In an interesting twist in the solving of crime, genetic test results—along with help from a clinical laboratory scientist (CLS) turned amateur genealogist—guided relatives of Melissa Highsmith to her whereabouts after she was allegedly kidnapped as a toddler over half a century ago. According to The Guardian, the CLS helped locate Melissa by “interpreting the key DNA results and mining publicly available records.”

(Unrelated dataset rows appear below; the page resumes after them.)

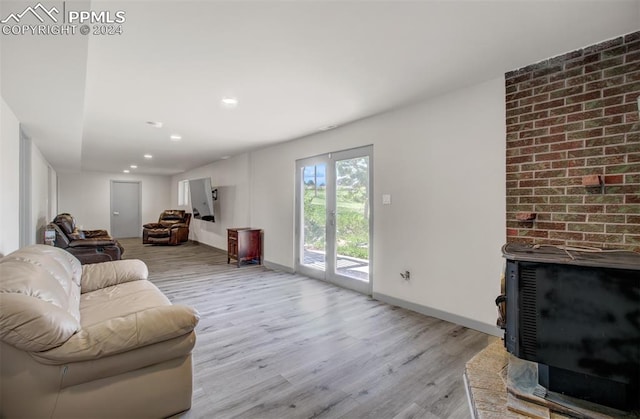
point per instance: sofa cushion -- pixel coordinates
(35, 313)
(40, 296)
(119, 301)
(101, 275)
(123, 334)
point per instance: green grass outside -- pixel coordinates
(352, 223)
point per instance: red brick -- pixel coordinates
(613, 110)
(534, 133)
(566, 109)
(550, 173)
(586, 209)
(533, 183)
(519, 111)
(534, 99)
(518, 95)
(519, 127)
(546, 71)
(588, 133)
(533, 233)
(603, 238)
(606, 218)
(574, 126)
(533, 116)
(604, 141)
(584, 78)
(556, 138)
(630, 77)
(605, 161)
(551, 156)
(551, 121)
(595, 113)
(623, 228)
(519, 159)
(548, 105)
(602, 122)
(551, 226)
(604, 64)
(565, 181)
(563, 235)
(569, 91)
(623, 69)
(517, 79)
(603, 84)
(613, 179)
(618, 90)
(563, 164)
(596, 94)
(623, 149)
(565, 74)
(567, 145)
(522, 143)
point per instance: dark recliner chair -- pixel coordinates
(172, 228)
(89, 246)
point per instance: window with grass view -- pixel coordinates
(335, 214)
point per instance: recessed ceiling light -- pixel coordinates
(229, 102)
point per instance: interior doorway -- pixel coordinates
(126, 209)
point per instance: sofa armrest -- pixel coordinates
(153, 225)
(90, 234)
(178, 225)
(122, 334)
(100, 241)
(101, 275)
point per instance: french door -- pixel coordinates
(334, 218)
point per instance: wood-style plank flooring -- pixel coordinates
(280, 345)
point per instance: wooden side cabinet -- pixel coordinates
(244, 245)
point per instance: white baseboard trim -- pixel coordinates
(443, 315)
(278, 267)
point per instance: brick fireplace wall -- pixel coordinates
(567, 118)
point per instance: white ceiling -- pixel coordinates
(295, 67)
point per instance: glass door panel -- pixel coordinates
(314, 219)
(333, 218)
(352, 218)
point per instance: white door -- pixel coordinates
(125, 209)
(334, 218)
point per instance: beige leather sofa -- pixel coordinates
(89, 341)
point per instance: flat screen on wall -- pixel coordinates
(201, 199)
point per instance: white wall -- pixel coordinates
(232, 179)
(442, 161)
(86, 196)
(40, 199)
(9, 180)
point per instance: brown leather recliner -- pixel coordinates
(172, 228)
(89, 246)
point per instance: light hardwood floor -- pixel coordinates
(279, 345)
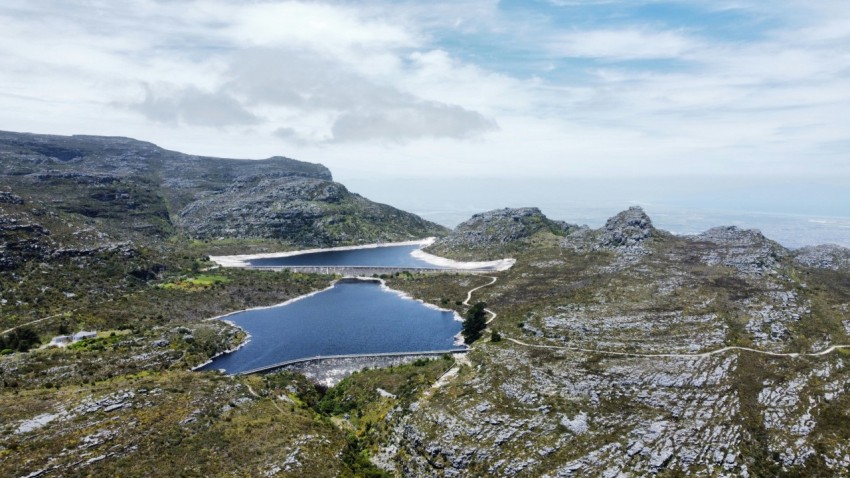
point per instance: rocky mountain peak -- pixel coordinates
(499, 227)
(733, 236)
(746, 250)
(624, 233)
(628, 228)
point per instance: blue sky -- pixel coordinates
(465, 88)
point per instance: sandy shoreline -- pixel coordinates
(242, 260)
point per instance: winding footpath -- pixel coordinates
(825, 351)
(469, 296)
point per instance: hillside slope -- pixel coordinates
(132, 190)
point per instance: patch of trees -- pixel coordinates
(20, 339)
(474, 323)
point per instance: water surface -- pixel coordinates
(384, 256)
(353, 317)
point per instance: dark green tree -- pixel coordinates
(474, 323)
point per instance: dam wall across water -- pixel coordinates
(317, 358)
(366, 270)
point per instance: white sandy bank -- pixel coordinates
(499, 265)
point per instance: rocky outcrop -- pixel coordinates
(626, 233)
(139, 192)
(306, 211)
(746, 250)
(498, 228)
(827, 256)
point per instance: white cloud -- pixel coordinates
(622, 44)
(406, 88)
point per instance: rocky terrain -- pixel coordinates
(132, 190)
(488, 235)
(612, 363)
(621, 351)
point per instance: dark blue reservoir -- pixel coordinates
(385, 256)
(352, 317)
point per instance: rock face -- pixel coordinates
(626, 233)
(627, 230)
(497, 228)
(136, 191)
(305, 211)
(615, 360)
(827, 256)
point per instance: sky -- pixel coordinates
(464, 88)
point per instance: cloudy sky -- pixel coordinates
(546, 88)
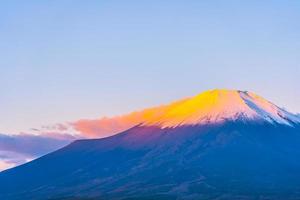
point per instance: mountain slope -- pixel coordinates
(217, 145)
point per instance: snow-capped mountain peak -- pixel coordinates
(216, 106)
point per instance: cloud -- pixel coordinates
(18, 149)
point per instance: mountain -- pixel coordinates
(220, 144)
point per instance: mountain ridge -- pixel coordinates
(239, 158)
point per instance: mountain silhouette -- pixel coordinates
(220, 144)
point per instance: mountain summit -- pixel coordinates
(216, 106)
(221, 144)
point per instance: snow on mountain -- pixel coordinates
(214, 106)
(217, 106)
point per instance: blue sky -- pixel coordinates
(67, 60)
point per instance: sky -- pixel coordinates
(68, 60)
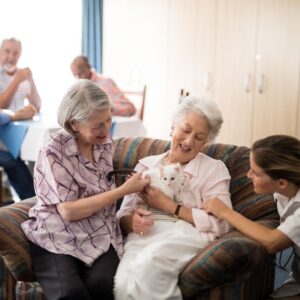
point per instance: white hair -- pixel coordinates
(205, 108)
(12, 40)
(82, 100)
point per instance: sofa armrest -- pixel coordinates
(14, 248)
(234, 257)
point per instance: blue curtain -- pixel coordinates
(92, 32)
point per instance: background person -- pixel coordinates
(274, 168)
(157, 250)
(121, 106)
(75, 239)
(16, 85)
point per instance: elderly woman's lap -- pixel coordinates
(66, 277)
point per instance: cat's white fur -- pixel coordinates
(169, 179)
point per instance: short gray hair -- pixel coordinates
(205, 108)
(80, 103)
(13, 40)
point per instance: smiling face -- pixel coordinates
(189, 136)
(263, 183)
(95, 131)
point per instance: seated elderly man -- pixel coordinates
(121, 106)
(16, 86)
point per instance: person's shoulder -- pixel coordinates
(57, 142)
(210, 164)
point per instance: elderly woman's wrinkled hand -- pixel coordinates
(216, 207)
(135, 183)
(25, 113)
(141, 221)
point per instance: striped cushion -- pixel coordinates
(232, 267)
(13, 243)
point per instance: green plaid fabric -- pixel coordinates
(232, 267)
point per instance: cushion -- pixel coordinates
(14, 247)
(231, 258)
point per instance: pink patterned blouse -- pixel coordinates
(62, 174)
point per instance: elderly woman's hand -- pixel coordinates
(135, 184)
(154, 197)
(216, 207)
(141, 222)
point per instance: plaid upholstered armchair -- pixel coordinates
(232, 267)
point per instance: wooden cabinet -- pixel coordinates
(276, 97)
(191, 47)
(257, 68)
(244, 54)
(235, 67)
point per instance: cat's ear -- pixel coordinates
(178, 167)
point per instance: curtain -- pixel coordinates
(92, 32)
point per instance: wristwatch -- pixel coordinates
(176, 213)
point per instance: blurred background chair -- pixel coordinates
(138, 98)
(183, 94)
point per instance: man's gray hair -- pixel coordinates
(205, 108)
(80, 103)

Highsmith’s abduction was one of the oldest missing person cases in the country and demonstrates how clinical laboratory skills can be applied outside the laboratory to help solve other problems—in this case, helping a family search for a kidnapped daughter—using genetic testing technologies that until recently were not available to the general public.

Melissa Highsmith

Thanks to a 23andMe at-home DNA test—and a tenacious clinical laboratory scientist/amateur genealogist—Melissa Highsmith (shown above at time of kidnapping and today) has been reunited with her birth family. This shows how genetic testing is being used in remarkable ways outside of the clinical laboratory. (Photo copyright: Highsmith family/People.) 

Thanksgiving Reunion

Back in 1971, Melissa’s mother, Alta Apantenco, placed an advertisement in a local newspaper in Fort Worth, Texas, to hire a babysitter to care for her 21-month-old daughter. Apantenco hired Ruth Johnson to babysit her daughter without meeting the woman in person. Because Apantenco had to be at work, the child was handed over to Johnson by Apantenco’s roommate. The babysitter then allegedly abducted Melissa and disappeared with her.

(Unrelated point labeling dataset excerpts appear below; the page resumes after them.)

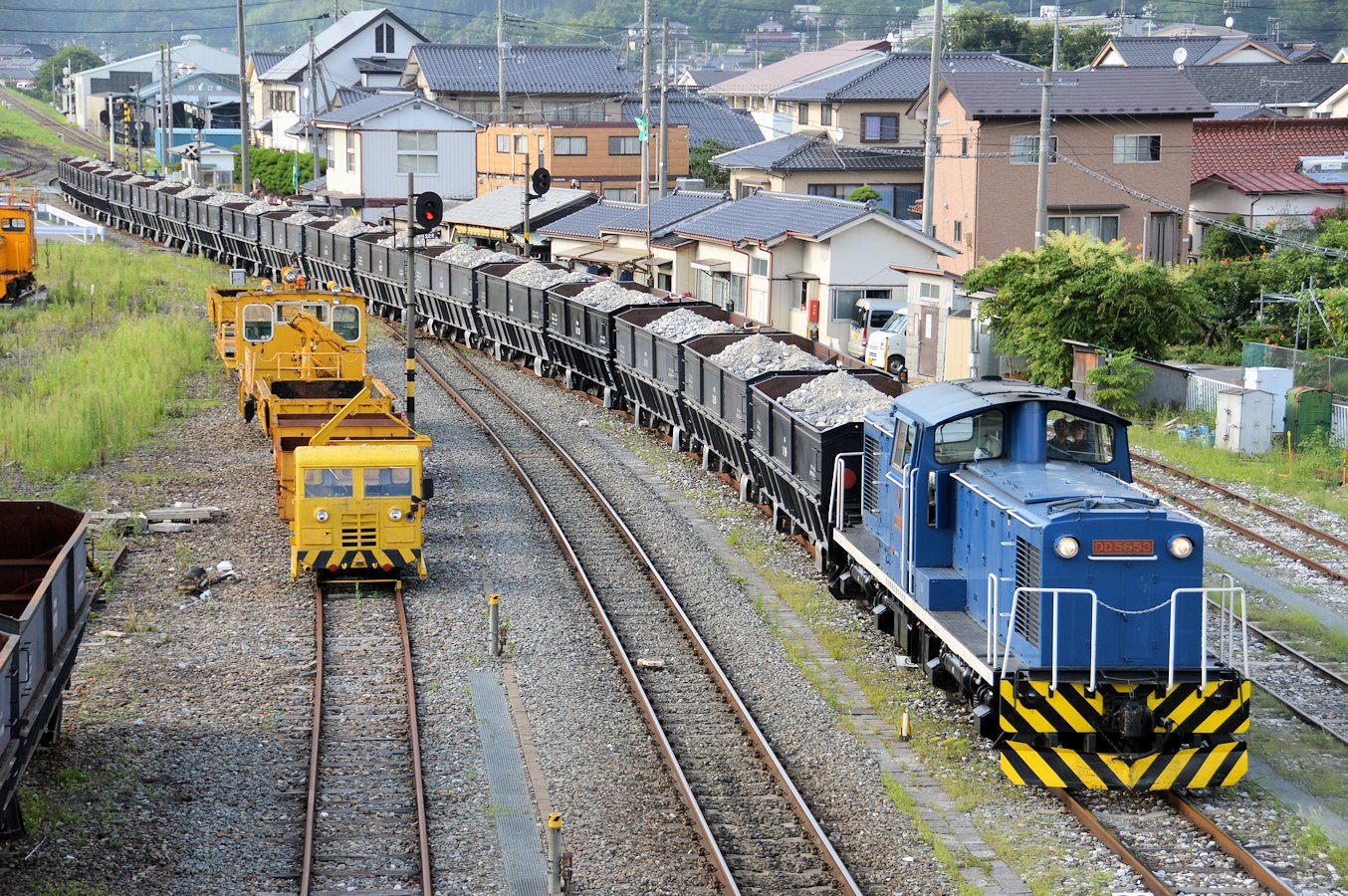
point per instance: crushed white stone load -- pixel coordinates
(685, 324)
(761, 354)
(541, 277)
(606, 296)
(834, 399)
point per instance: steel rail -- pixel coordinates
(1243, 857)
(422, 827)
(811, 826)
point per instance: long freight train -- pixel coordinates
(990, 525)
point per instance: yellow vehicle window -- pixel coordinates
(388, 481)
(256, 323)
(346, 323)
(328, 481)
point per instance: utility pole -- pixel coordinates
(643, 190)
(665, 135)
(244, 126)
(929, 162)
(501, 61)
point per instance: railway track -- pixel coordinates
(758, 834)
(1172, 845)
(365, 808)
(1314, 691)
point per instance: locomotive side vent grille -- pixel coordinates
(871, 475)
(1027, 575)
(358, 530)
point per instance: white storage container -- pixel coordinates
(1275, 381)
(1244, 420)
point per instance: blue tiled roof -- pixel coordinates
(768, 216)
(814, 151)
(707, 118)
(899, 76)
(538, 69)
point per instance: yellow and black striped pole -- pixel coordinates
(410, 312)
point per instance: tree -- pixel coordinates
(50, 72)
(700, 163)
(1074, 287)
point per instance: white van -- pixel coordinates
(867, 317)
(887, 345)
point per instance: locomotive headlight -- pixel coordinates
(1181, 548)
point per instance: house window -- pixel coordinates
(1024, 148)
(1101, 227)
(569, 145)
(844, 301)
(1137, 147)
(417, 152)
(383, 39)
(879, 126)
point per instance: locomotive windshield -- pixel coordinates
(1077, 438)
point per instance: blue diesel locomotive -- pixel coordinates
(1001, 544)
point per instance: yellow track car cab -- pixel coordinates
(357, 507)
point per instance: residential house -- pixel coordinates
(602, 156)
(864, 104)
(1295, 92)
(1202, 50)
(814, 164)
(544, 83)
(498, 218)
(757, 91)
(624, 236)
(357, 49)
(707, 117)
(1282, 198)
(773, 256)
(377, 140)
(122, 77)
(1112, 126)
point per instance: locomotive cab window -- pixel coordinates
(256, 323)
(971, 438)
(330, 483)
(395, 481)
(346, 323)
(1077, 438)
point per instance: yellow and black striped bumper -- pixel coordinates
(1215, 766)
(1189, 708)
(362, 560)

Melissa’s family reported her missing to the police and searched for the snatched baby for more than 51 years. The family even organized a Facebook page called “Finding Melissa Highsmith” and sought outside assistance from the National Center for Missing and Exploited Children (NCMEC) in locating their lost relative, according to the New York Post.

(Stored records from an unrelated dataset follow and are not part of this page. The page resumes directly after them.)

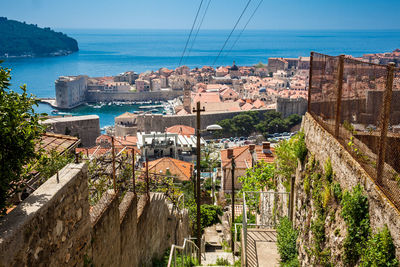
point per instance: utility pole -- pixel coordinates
(198, 132)
(133, 172)
(113, 163)
(233, 199)
(147, 179)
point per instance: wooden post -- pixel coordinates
(384, 122)
(147, 179)
(291, 197)
(113, 163)
(310, 82)
(339, 95)
(233, 199)
(133, 172)
(198, 197)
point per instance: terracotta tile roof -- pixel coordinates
(127, 115)
(58, 142)
(258, 103)
(243, 158)
(247, 106)
(206, 97)
(237, 152)
(99, 151)
(181, 129)
(180, 169)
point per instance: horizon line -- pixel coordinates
(181, 29)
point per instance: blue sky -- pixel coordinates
(222, 14)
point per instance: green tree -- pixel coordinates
(286, 242)
(355, 212)
(380, 250)
(19, 133)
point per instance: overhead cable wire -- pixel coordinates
(198, 29)
(190, 34)
(244, 28)
(229, 36)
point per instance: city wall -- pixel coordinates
(291, 106)
(348, 173)
(86, 128)
(158, 123)
(56, 227)
(51, 227)
(95, 97)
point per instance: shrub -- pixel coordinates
(286, 241)
(328, 170)
(337, 191)
(380, 250)
(306, 184)
(299, 147)
(222, 262)
(326, 196)
(318, 231)
(356, 215)
(19, 133)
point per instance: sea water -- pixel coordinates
(109, 52)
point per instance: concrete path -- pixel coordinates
(261, 248)
(213, 237)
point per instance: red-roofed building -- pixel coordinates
(181, 129)
(209, 97)
(245, 157)
(179, 169)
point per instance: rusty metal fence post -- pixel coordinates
(339, 95)
(384, 121)
(147, 178)
(310, 83)
(133, 172)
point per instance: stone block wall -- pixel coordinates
(105, 234)
(95, 97)
(51, 226)
(349, 173)
(86, 128)
(134, 232)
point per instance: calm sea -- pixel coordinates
(109, 52)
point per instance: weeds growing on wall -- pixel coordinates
(380, 250)
(356, 215)
(286, 242)
(287, 153)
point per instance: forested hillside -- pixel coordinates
(18, 39)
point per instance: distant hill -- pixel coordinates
(18, 39)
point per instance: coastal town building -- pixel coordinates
(70, 91)
(180, 170)
(156, 145)
(245, 157)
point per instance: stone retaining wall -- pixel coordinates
(55, 226)
(51, 227)
(349, 173)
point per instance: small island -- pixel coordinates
(19, 39)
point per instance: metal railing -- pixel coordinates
(185, 255)
(358, 103)
(263, 211)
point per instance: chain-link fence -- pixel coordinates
(359, 104)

The police and the FBI also got involved in the case, but few leads emerged over the decades.

Then, in September of 2022, Melissa’s family received a new lead regarding her location based on her father’s 23andMe DNA test results. Those results, along with a birthmark and date of birth, confirmed that Melissa was alive and well and residing in the Charleston, South Carolina area.

Over Thanksgiving weekend, Melissa was reunited with her mother, her father Jeffrie Highsmith, and two of her four siblings at a church in Fort Worth. She hopes to meet her remaining two siblings over the Christmas holidays.

“I can’t describe my feelings. I’m so happy to see my daughter that I didn’t ever think I would see again,” Apantenco told Saint Paul, Minnesota, television station KSTP.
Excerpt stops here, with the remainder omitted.